Chicken and Butternut Squash Cassoulet

  • 3 tablespoons olive oil (divided)
  • 2 cups peeled and diced butternut squash (1/2-inch dice)
  • 1 cup diced carrot (1/2-inch dice)
  • 2 cups chopped onion
  • 1 tablespoon minced garlic
  •  1/3 cup Calvados
  • 1 14.5 ounce can diced tomatoes with oregano
  • 2 sprigs fresh thyme
  • 2 tablespoons minced fresh flat leaf parsley (plus extra to garnish)
  • 2 tablespoons minced fresh basil
  • 3/4 teaspoon kosher salt
  • 1/4 teaspoon freshly ground black pepper
  • 2 14.5 ounce cans Cannellini beans
  • 1/2 pound smoked turkey sausage
  • 4 slices bacon
  • 2 boneless skinless chicken breasts
  1.  Preheat the oven to 400 degrees.
  2. Spread the squash and carrot in a single layer on a baking pan.  Drizzle with 2 tablespoons of the olive oil and toss to coat. 
  3. Roast the vegetables for 15-20 minutes until they have begun to turn brown and caramelize slightly.  
  4. After removing the vegetables from the oven, turn the heat down to 350 degrees.
  5. While the vegetables roast, heat the remaining tablespoon of olive oil in a dutch oven over medium heat.  Add the onions and cook for 5-10 minutes until they begin to brown.
  6. Add the garlic and cook for another 2-3 minutes, then use the Calvados to deglaze the pan.
  7. Turn the heat down to low and add the tomatoes, thyme, parsley, basil, salt and pepper.
  8. Put the beans in a medium bowl and smash about half using a potato masher.  Stir the beans into the pot and simmer on low heat while you prep the other ingredients.
  9. Slice the sausage lengthways, then cut into 1/4-inch slices.
  10. Heat a large skillet over medium heat.  Add the sausage and cook for 5-10 minutes until the sausage has some crusty texture.  Add the sausage to the pot.
  11. Slice the bacon crossways into 3/4-inch slices.  Fry the bacon until crispy.  Using a slotted spoon, add the bacon to the pot.
  12. Add the chicken breasts to the skillet and cook in the bacon fat until cooked through, flipping once, about 10 minutes. 
  13. Remove the skillet from the heat.  Remove the chicken from the skillet and chop into 1-inch chunks.
  14. Add the bacon fat and the chopped chicken to the pot. Stir to combine.
  15. Cover the pot and bake the cassoulet for an hour.
Yield: 6-8 servings
Prep time: 1 hour
Cook time: 1 hour

A green salad tossed with vinaigrette, some crusty wheat rolls and a nice bottle of red wine were the perfect accompaniments.

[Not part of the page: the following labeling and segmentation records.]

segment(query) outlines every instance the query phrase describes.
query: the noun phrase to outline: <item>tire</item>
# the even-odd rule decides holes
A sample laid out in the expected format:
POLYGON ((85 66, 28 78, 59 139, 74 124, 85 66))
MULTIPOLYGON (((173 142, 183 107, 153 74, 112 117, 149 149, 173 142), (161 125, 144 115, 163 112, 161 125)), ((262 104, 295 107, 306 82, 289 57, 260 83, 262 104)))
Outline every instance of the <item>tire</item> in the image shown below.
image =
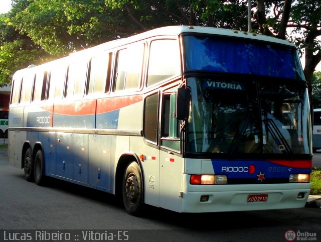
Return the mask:
POLYGON ((124 174, 122 182, 122 199, 126 210, 131 215, 141 214, 143 207, 143 188, 141 171, 135 162, 130 163, 124 174))
POLYGON ((31 149, 30 148, 27 149, 25 153, 24 170, 25 171, 25 179, 29 182, 34 181, 34 160, 32 158, 31 149))
POLYGON ((45 158, 41 150, 36 153, 34 162, 34 174, 36 184, 39 186, 44 185, 46 183, 45 158))

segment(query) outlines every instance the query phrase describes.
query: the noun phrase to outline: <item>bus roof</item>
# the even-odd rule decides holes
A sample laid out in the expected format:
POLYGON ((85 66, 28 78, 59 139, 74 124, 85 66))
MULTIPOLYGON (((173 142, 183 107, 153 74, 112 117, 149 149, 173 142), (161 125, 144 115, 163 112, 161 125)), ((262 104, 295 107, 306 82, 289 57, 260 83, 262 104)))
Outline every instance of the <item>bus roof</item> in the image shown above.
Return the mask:
MULTIPOLYGON (((271 43, 274 43, 278 44, 286 45, 295 48, 295 46, 293 44, 287 41, 281 40, 276 38, 267 36, 261 34, 255 34, 254 33, 249 33, 244 31, 240 31, 238 30, 230 30, 227 29, 221 29, 218 28, 202 26, 170 26, 157 28, 146 31, 145 32, 137 34, 135 35, 133 35, 129 37, 118 39, 117 40, 105 42, 100 45, 98 45, 96 46, 93 46, 87 49, 77 51, 74 53, 72 53, 69 56, 52 61, 50 62, 45 63, 40 65, 40 66, 46 66, 49 63, 56 63, 56 61, 63 62, 64 61, 63 60, 64 59, 68 59, 71 57, 72 57, 72 58, 73 58, 72 57, 77 58, 77 57, 81 56, 83 54, 86 55, 87 54, 87 53, 90 52, 94 53, 99 53, 100 51, 102 51, 103 50, 107 50, 113 48, 120 47, 127 44, 134 43, 139 40, 142 40, 152 37, 161 36, 173 36, 180 35, 184 33, 187 34, 190 33, 209 34, 211 35, 216 35, 221 36, 230 36, 249 40, 258 40, 261 41, 269 42, 271 43)), ((27 70, 32 69, 33 67, 33 65, 30 66, 29 67, 25 69, 23 69, 22 70, 24 70, 24 73, 25 73, 26 71, 28 73, 28 71, 27 70)), ((16 72, 20 72, 20 70, 18 70, 16 72)))

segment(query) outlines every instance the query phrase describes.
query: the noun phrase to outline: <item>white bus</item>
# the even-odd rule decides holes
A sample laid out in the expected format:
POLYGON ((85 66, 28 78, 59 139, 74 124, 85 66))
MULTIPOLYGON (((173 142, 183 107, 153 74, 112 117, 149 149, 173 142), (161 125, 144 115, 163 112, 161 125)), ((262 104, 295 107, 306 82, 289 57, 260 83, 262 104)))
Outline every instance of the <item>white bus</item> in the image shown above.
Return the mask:
POLYGON ((302 207, 312 166, 306 86, 287 41, 156 29, 18 71, 9 159, 28 181, 116 194, 135 215, 144 204, 302 207))
POLYGON ((321 149, 321 108, 313 109, 312 144, 313 152, 321 149))

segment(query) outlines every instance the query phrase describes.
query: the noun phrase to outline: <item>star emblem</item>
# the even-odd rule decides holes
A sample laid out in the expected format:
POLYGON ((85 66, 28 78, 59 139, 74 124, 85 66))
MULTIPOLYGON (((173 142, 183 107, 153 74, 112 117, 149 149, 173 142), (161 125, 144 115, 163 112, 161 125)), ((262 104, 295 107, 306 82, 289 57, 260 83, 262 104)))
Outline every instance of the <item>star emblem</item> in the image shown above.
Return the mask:
POLYGON ((257 181, 259 182, 263 182, 264 181, 264 180, 265 180, 265 174, 261 171, 257 174, 256 177, 257 177, 257 181))

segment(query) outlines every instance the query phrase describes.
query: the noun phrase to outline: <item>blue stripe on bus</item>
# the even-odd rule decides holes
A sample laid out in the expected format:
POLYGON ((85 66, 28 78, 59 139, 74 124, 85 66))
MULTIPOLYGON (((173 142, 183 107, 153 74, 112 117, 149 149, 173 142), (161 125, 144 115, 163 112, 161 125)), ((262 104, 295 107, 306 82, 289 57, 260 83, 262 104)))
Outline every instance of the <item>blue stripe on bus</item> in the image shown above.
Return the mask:
POLYGON ((272 160, 212 160, 212 163, 215 174, 226 175, 228 178, 256 178, 260 173, 264 173, 266 178, 288 178, 291 174, 311 172, 311 168, 290 167, 272 160))

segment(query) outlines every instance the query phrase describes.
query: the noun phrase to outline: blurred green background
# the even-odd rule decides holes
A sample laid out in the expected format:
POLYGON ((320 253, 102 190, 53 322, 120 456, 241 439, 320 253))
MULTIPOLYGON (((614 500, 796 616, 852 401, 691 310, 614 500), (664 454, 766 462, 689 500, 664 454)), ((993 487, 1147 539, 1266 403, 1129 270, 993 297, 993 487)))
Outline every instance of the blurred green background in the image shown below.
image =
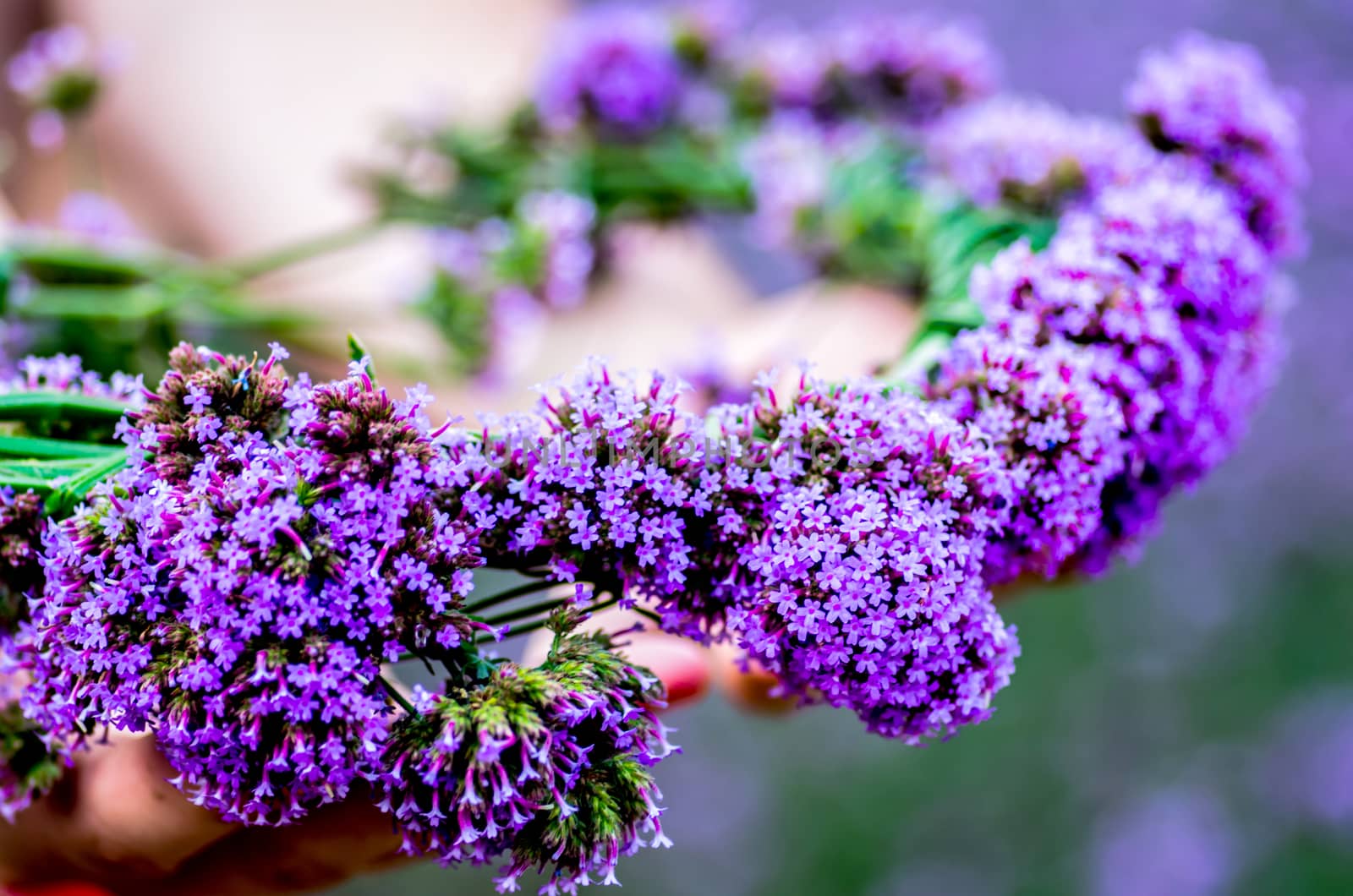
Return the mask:
MULTIPOLYGON (((763 0, 766 14, 828 14, 763 0)), ((889 4, 907 7, 909 4, 889 4)), ((645 896, 1353 893, 1353 4, 965 0, 1007 84, 1116 112, 1139 51, 1256 43, 1306 95, 1312 250, 1292 356, 1250 440, 1137 566, 1007 605, 1023 658, 994 719, 907 748, 843 713, 671 713, 670 851, 645 896)), ((754 280, 779 268, 748 263, 754 280)), ((340 893, 484 893, 407 870, 340 893)))

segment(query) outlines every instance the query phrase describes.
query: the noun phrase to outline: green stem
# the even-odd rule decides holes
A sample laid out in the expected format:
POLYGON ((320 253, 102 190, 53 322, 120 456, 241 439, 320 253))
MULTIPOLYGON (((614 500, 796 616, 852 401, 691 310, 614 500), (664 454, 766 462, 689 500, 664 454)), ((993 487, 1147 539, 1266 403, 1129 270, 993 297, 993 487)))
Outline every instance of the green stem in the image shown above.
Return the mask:
POLYGON ((552 601, 541 601, 538 604, 529 604, 526 606, 514 606, 510 610, 499 613, 491 619, 486 619, 484 623, 488 625, 502 625, 503 623, 511 623, 518 619, 529 619, 537 613, 551 613, 560 606, 568 606, 574 602, 572 597, 559 597, 552 601))
POLYGON ((42 439, 39 436, 0 434, 0 455, 42 460, 77 460, 83 457, 110 457, 124 449, 118 445, 95 445, 87 441, 42 439))
MULTIPOLYGON (((563 602, 567 602, 567 601, 563 601, 563 602)), ((620 602, 620 597, 612 594, 610 597, 607 597, 605 601, 602 601, 599 604, 593 604, 591 606, 586 606, 586 608, 580 608, 580 609, 586 609, 589 613, 597 613, 597 612, 601 612, 601 610, 607 609, 610 606, 614 606, 618 602, 620 602)), ((513 627, 511 629, 509 629, 507 637, 515 637, 517 635, 529 635, 530 632, 537 632, 537 631, 545 628, 547 625, 549 625, 549 616, 543 616, 541 619, 533 619, 529 623, 525 623, 522 625, 517 625, 517 627, 513 627)), ((491 635, 482 635, 480 637, 475 639, 475 643, 476 644, 487 644, 487 643, 490 643, 492 640, 495 640, 495 639, 491 635)))
POLYGON ((265 273, 272 273, 273 271, 280 271, 281 268, 290 268, 294 264, 308 261, 310 259, 357 245, 372 234, 379 233, 384 229, 384 221, 363 221, 331 233, 323 233, 318 237, 310 237, 307 240, 294 242, 260 256, 234 261, 227 264, 225 269, 227 273, 239 280, 253 280, 254 277, 261 277, 265 273))

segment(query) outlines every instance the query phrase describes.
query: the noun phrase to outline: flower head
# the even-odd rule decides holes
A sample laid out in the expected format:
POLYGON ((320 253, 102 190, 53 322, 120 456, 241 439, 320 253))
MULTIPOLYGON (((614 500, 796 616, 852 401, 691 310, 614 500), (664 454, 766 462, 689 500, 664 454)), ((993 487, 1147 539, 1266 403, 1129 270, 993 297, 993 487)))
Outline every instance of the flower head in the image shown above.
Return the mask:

While this is not a dish that you want to come home and make after work on a weeknight, it makes for a not-too-demanding Sunday afternoon cooking project.  The leftovers were fabulous -- this cassoulet is a great one-pot meal you can make ahead and then rewarm for a night when there is no time to cook.


kzooknoedel said...

This looks great. Would love to try it. I had to look up what Calvados is. Obviously I don't have any. Is there something else that would be a good substitute for that? Or could I leave it out?

Lynn said...

Thanks. Calvados is a French apple brandy. The original recipe calls for madeira or apple cider. I think it would be fine if you left it out completely.